Des morsures de serpent aux services de transfusion sanguine : le Nigéria élargit son financement de la santé
Le Nigéria déclare la guerre aux morsures de serpent et à la tuberculose

Notre correspondant du Nigeria – Boubacar Sani
Le gouvernement nigérian a approuvé un nouveau programme de projets d'une valeur de plus de 128,29 milliards de nairas, comprenant la création du premier centre national de recherche et de traitement des morsures de serpent, le financement de l'achat de médicaments contre la tuberculose, le renforcement des services de transfusion sanguine et la mise en œuvre d'un nouveau projet aéroportuaire, dans le cadre de ses plans de développement du secteur de la santé et des infrastructures.
Ces approbations ont été accordées lors d'une réunion du Conseil exécutif fédéral présidée par le président Bola Tinubu dans la capitale, Abuja.
Le Nigeria alloue 128 milliards de nairas à la santé
Les décisions prises incluaient l'allocation de 62 milliards de nairas à l'achat de médicaments et de fournitures pour lutter contre la tuberculose, 25 milliards de nairas à la fourniture de médicaments pour la santé reproductive et la planification familiale, en plus de 6,9 milliards de nairas à l'achat de dix cliniques mobiles de don de sang alimentées au gaz naturel comprimé, ainsi que 34,39 milliards de nairas à la création d'une piste d'atterrissage dans la ville de Gboko, dans l'État de Benue.
Le ministre de la Santé et des Affaires sociales, le professeur Mohamed Bate, a expliqué que le gouvernement avait décidé de développer le centre de traitement des morsures de serpent de Kaltongo, dans l'État de Gombe, et de le transformer en un centre national spécialisé dans le traitement, la recherche scientifique, la formation et la production de sérums anti-morsures de serpent.
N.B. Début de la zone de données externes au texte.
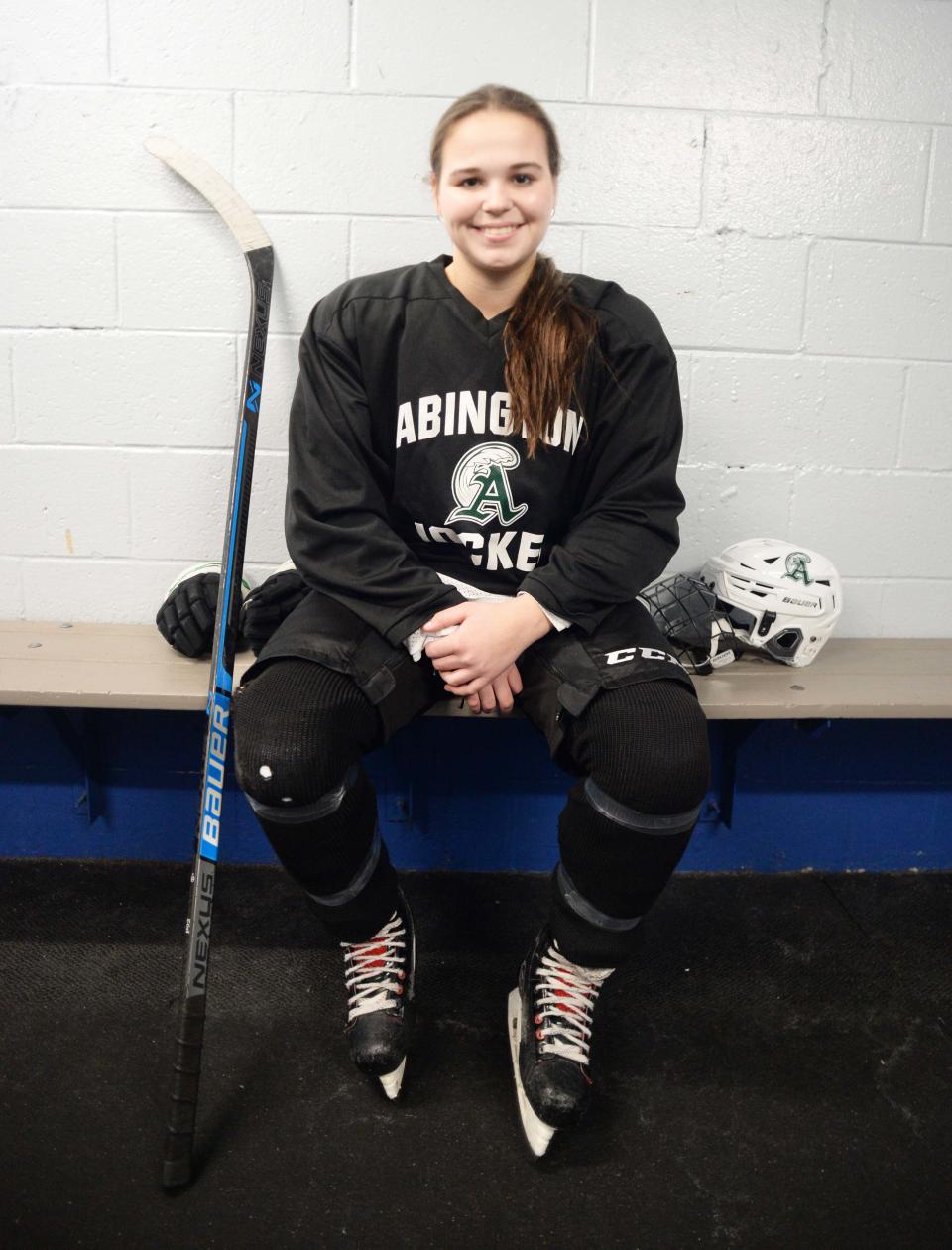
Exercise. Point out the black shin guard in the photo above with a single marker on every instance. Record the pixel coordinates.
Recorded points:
(615, 864)
(648, 744)
(332, 847)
Il a souligné que le Nigéria enregistre chaque année plus de 43 000 cas de morsures de serpent, entraînant des décès, des handicaps permanents, des défigurations et des répercussions psychologiques et économiques, notamment chez les agriculteurs, les éleveurs, les pêcheurs, les femmes et les enfants. Il a ajouté que ce nouveau centre sera le premier du genre au Nigéria et en Afrique de l’Ouest, et qu’il collaborera avec des organisations internationales spécialisées afin de développer des méthodes de prévention et de traitement.
Le conseil a également approuvé l’achat de dix unités mobiles de don de sang pour l’Agence nationale des services de transfusion sanguine, dans le but d’accroître le don volontaire et d’améliorer la réponse aux urgences, aux soins maternels et au traitement des victimes d’accidents et des patients atteints de cancer, étant donné que le pays a besoin d’environ 1,8 million d’unités de sang par an, alors que la production actuelle ne dépasse pas 301 millions de tonnes de ce besoin.
Dans la lutte contre la tuberculose, le ministre a souligné que le gouvernement cherche à réduire la dépendance à l'égard des donateurs internationaux en finançant l'achat local de médicaments, en vue de leur fabrication future au Nigéria.
Pour sa part, le ministre de l'Aviation et du Développement spatial, Festus Keamou, a annoncé l'adoption d'un projet de construction d'une piste d'atterrissage dans l'État de Benue, soulignant qu'elle soutiendrait les activités agricoles, les opérations de sécurité, les interventions humanitaires et les secours médicaux, notamment dans les régions centrales du pays qui sont fréquemment confrontées à des problèmes de sécurité.
Ces décisions témoignent de la volonté du gouvernement nigérian de stimuler les investissements dans les soins de santé, d'améliorer les services d'urgence et de développer les infrastructures essentielles pour soutenir le développement et la sécurité du pays.